We were instructed prior to the PTR to provide the creation of the electronic bundles, the hearing services (ordered as Skype for Business), electronic bundle display at trial and live transcripts. We also had printed and delivered 11 hard copy bundle sets, which mirrored the electronic bundle.

 

What we did:

 

  • A dry run hearing with the Judge, parties, experts, live transcripts and translator in the week before the trial.
  • The set-up, running, monitoring and recording of the proceedings via Skype for Business (SfB) for the primary hearing with Teams and dial-in numbers as a back-up.
  • Electronic bundle display over a Zoom webinar using XBundle::View with side-by-side page display and remote page turn.
  • Live transcripts with same day transcript at end of each day (on a fixed daily price with unlimited connections).
  • Hosting of the electronic bundle set in our cloud environment with daily updates and inserts.
  • Testing with every party their set-up, connections and log-ins to ensure smooth running from day 1.

 

What worked well:

 

  • SfB held up very well. We had between 45 to 73 people on the call at any one time over the course of the hearing. We did not need to fall back to Teams or the dial-in number. The Judge was though happy for Teams to be used if necessary.
  • The court and parties really appreciated the ability, on the electronic bundle display, to see two documents side by side and with remote page turn which helped the pace of the hearing.
  • Live transcripts were useful but perhaps underused.

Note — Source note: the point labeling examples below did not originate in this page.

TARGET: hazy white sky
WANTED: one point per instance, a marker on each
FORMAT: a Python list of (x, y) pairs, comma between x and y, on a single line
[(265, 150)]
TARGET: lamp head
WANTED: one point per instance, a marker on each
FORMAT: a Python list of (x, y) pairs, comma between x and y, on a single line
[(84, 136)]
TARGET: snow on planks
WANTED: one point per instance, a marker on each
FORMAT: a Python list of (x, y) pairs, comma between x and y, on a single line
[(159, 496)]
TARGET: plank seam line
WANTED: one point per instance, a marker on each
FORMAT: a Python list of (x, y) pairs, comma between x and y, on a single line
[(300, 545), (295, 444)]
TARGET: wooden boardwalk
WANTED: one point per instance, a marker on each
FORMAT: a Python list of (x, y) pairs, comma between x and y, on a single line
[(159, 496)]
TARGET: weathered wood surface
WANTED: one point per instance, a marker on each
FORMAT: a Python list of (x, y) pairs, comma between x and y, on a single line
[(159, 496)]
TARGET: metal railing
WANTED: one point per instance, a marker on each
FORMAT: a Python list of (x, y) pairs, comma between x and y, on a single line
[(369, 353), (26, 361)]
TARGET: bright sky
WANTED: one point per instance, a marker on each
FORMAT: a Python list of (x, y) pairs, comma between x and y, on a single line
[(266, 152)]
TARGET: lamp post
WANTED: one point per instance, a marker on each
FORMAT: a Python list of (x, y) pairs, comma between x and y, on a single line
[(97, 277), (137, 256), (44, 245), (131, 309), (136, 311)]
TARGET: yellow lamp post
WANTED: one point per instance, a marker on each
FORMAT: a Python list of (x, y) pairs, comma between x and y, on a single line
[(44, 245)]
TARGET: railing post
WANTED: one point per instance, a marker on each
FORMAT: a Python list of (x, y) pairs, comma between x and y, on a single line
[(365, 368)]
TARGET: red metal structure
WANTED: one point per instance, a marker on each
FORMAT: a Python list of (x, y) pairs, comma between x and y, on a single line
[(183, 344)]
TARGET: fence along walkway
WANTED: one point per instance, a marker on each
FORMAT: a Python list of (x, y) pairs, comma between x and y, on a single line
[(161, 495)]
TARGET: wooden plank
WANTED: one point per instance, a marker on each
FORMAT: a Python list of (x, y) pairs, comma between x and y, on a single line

Having the stenographer and editor working through the hearing though did lead to quick delivery of the end-of-day clean version which was delivered as a single page and 4-to-a-page versions between 30 minutes and 90 minutes from the end of each day’s hearing. End-of-the-day transcripts would have worked just as well in this instance.
  • The parties’ device set up was typically on their main screen the SfB window and optionally, as split screen, the desktop version of WhatsApp for group chat with their respective teams. On the second screen, which was recommended as a 24-inch HD screen, the remote electronic bundle. Live transcripts were mostly viewed on a tablet. iPads and Android tablets performed equally well for live transcripts.
  • We opened up the Skype call, live transcripts and webinar an hour before the start of each day so the parties could get logged in, set up and tested before the Judge came online.

 

Things we noted:

 

  • SfB, as old though stable technology, does have a limitation in that only 5 video cards can be pinned for display at any one time (each user must pin their own cards).
  • Apple Mac devices have limitations in using SfB, so until SfB is no longer supported and Teams is its full replacement (likely February 2021) then avoid using a Mac device for SfB.
  • An obvious point but let the other person finish talking and don’t talk over someone because neither of you will be heard.
  • It is not necessary to use hard copy bundles as well as electronic ones. Use of hard copy bundles caused at times call interference as bundles were moved and pages were turned, when everyone else was already looking at the electronic bundle page displayed, at the page called out.
  • Each individual’s internet connection is critical as to how well they are heard and not by the number of people on the call. Local factors do affect the connection speed – we had thunderstorms, building works and people moving to different rooms on different days throughout the hearing. This affected being able to clearly hear what they were saying as their own internet struggled.
  • It is acceptable to sit down when speaking and avoid the need to think that need to stand up. Moving in and out from the mic makes it very hard for the stenographer to pick up what is being said.

 

Take-aways:

 

  • Preparation, preparation, preparation.
  • Skype for Business works well.
  • Ensure everyone who is a speaking participant has decent internet. Connecting via wi-fi should be avoided – get a cable and connect directly from your router to your PC/laptop. As WFH and remote hearings will be with us in some shape or form for a long time to come then think about upgrading/improving your home wi-fi if it is currently a bit flaky.
  • We set up and ran the hearing as the host so recorded the proceedings (held to the order of the court), but if the court is setting up the SfB call, as host, then make sure a team member is added as a presenter so that you can mute/unmute presenters or add/remove people as presenters if the Judge’s clerk drops out.
  • Keep handy all the joining details for the hearing.
  • KISS – there is no need for over complicated set-ups or (expensive) add-ons because they will not improve the hearing, only improving your internet will do that. Stick with what you are familiar – there will be enough going on in preparation for the hearing and on the hearing itself without having to worry about using new technology.